According to one of the top monetarist economists, World Bank Chief Economist and Harvard Prof. Carmen Reinhart, the year 2021 will be the beginning of a “protracted global debt crisis” including large debt defaults and write-offs, manipulated inflation and general tax increases to try to cope with debt, and a lack of any economic development. Given the immense bubbles of unpayable debt around the world which she referred to, she could make the case to threaten a debt crisis with worse characteristics than 2007-08 – by completely ignoring the steps sovereign nations’ leaders can take immediately to create new physical economic value, raise productivity and technological levels, and attack poverty. While not touching on “climate” in her talk, Reinhart could have been describing the high-tax, zero-interest-rate money printing response of the “green new deal” of the likes of Joe Biden and the liberal Democrats in the U.S. Congress.

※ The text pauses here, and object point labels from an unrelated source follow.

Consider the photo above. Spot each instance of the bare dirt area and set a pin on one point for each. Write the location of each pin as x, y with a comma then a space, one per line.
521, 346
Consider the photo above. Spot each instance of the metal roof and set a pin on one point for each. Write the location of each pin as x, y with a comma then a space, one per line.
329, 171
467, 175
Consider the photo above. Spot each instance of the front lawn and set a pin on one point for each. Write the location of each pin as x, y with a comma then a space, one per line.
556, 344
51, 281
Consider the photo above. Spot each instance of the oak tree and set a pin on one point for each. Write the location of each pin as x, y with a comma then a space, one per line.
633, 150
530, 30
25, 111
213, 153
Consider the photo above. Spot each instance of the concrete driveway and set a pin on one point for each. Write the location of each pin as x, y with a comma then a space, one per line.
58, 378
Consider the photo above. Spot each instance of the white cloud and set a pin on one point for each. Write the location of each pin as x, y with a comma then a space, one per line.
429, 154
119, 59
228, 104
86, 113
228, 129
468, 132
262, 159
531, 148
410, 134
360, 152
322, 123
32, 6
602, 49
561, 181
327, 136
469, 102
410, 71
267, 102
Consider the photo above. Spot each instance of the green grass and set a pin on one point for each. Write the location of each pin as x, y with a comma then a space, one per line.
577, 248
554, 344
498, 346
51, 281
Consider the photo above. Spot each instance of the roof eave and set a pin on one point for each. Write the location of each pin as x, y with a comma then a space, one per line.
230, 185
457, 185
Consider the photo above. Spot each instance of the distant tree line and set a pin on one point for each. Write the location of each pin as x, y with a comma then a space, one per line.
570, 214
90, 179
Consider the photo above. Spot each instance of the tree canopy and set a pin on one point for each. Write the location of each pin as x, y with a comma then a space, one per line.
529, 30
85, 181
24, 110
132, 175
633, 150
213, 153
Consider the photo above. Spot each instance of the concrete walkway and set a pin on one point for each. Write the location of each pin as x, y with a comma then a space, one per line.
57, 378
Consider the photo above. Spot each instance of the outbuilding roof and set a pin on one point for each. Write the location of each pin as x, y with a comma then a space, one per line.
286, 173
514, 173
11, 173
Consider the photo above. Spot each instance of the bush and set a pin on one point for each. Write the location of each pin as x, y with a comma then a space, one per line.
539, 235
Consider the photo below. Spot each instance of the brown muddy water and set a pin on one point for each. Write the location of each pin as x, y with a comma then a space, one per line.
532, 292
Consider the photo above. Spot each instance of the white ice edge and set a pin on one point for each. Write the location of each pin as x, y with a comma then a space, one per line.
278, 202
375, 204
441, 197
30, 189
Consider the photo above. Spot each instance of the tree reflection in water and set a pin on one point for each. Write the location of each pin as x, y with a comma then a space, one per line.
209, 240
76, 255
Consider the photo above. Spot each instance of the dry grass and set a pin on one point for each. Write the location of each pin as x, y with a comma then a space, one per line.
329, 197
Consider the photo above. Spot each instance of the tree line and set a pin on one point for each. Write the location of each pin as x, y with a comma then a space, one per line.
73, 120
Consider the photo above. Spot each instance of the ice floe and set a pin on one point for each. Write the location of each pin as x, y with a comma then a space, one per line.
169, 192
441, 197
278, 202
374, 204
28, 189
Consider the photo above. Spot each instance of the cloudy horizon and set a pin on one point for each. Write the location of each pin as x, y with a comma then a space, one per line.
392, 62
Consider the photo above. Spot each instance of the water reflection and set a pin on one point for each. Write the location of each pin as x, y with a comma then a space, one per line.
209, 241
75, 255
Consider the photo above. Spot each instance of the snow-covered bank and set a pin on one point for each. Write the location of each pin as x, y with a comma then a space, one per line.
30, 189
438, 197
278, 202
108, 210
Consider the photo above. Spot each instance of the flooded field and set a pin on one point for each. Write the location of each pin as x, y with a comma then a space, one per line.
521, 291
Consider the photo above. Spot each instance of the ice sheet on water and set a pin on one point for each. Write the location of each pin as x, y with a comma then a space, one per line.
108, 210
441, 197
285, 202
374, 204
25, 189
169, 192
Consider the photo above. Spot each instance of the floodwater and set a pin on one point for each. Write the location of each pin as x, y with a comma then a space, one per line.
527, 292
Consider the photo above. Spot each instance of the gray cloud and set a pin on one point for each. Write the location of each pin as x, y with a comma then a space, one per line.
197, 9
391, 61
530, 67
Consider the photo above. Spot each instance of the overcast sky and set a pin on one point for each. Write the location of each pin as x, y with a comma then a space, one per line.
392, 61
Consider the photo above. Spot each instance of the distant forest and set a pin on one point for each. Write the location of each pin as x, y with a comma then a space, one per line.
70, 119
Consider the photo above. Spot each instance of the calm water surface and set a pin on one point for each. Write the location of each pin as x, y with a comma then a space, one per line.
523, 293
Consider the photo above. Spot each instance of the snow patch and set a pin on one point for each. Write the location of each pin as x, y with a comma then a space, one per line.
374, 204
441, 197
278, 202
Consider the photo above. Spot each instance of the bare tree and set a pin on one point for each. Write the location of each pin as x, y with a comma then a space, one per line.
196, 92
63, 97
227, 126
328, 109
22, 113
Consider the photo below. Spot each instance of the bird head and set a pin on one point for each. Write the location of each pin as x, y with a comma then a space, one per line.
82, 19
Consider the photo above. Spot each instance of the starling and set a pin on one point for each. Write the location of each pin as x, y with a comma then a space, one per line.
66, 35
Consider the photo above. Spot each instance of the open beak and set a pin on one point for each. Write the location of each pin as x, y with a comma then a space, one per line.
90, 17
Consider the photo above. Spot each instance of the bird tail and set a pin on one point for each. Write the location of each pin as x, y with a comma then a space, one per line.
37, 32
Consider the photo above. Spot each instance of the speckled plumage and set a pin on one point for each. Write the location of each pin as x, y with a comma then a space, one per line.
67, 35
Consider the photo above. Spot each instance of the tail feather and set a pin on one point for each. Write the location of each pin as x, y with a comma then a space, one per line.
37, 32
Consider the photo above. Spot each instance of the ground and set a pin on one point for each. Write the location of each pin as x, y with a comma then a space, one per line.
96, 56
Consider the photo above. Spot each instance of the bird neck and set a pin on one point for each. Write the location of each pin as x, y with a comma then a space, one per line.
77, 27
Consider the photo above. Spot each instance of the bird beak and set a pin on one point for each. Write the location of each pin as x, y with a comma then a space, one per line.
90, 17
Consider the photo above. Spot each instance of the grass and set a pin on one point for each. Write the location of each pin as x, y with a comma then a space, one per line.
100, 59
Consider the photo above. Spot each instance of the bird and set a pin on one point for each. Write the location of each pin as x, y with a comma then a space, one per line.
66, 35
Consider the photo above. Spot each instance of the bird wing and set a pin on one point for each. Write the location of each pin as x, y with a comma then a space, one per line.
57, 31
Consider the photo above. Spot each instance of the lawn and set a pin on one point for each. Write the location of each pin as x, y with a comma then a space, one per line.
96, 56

Reinhart spoke on “China’s Overseas Lending and Developing Country Debt after COVID” at a George Washington University Institute for International Economy Policy virtual conference on China’s economy Oct. 30. Given her topic, only a leading economist of the school that views wealth as money, even as trading profits, could fail to mention or refer to the Belt and Road Initiative, China’s overarching overseas lending program of the past six years – but Reinhart did not mention it during a 45-minute talk and then a Q&A session. Therefore China’s overseas lending, which has made it the world’s largest lender for new infrastructure projects, was described by Reinhart as “commodity lending.” Since commodity prices have generally fallen for five years, therefore, China would have to pull back and reduce its lending, in her view, as big Wall Street and London banks and some advanced nation governments already have.
The situation, Reinhart said, should actually be worse than in 2007-08, as there are many more countries whose financial systems are riddled with unpayable debt now, and as poverty has gotten worse in 2020, “reversing 40 years of progress.” Even zero U.S. interest rates will not prevent “the very high likelihood of a very, very protracted debt crisis” beginning in 2021 and concentrated in the low- to mid-income countries. In all the advanced capitalist countries, these “low for long” rates will only inflate away part of the debt crisis — there will also be big debt write-downs, defaults of corporate as well as sovereign debt, along with higher taxes.
“It will be a lost decade for development,” Reinhart concluded. But she only showed her imprisonment in the policies of the British floating-exchange-rate system of speculation, which has deindustrialized and ruined advanced industrial economies since the British destroyed Franklin Roosevelt’s gold- and dollar-reserve Bretton Woods system in the early 1970s.
A sovereign United States under President Donald Trump, supporting space exploration, scientific and technological development, can go into cooperation with other technologically leading nations to issue joint credits for development. The Trump Administration has already taken leadership through the World Food Program in fighting the increasing food deprivation and poverty brought on by the COVID pandemic. It can do the same with healthcare facilities. Using breakthrough nuclear reactor designs, new automated deepwater port technology, river basin flood control and irrigation, and working with China’s Belt and Road project credits, the United States can contribute the most to physical economic development – anything but a “lost decade” for development. This has been outlined for decades in Lyndon LaRouche’s New Bretton Woods proposals and in his economic laws for bank reorganizations, national credit institutions and scientific crash programs. They were in preparation for just a deep international debt crisis as this one. They are beyond the ken of economists specializing in British monetary theories, but they will work in a world of sovereign nations.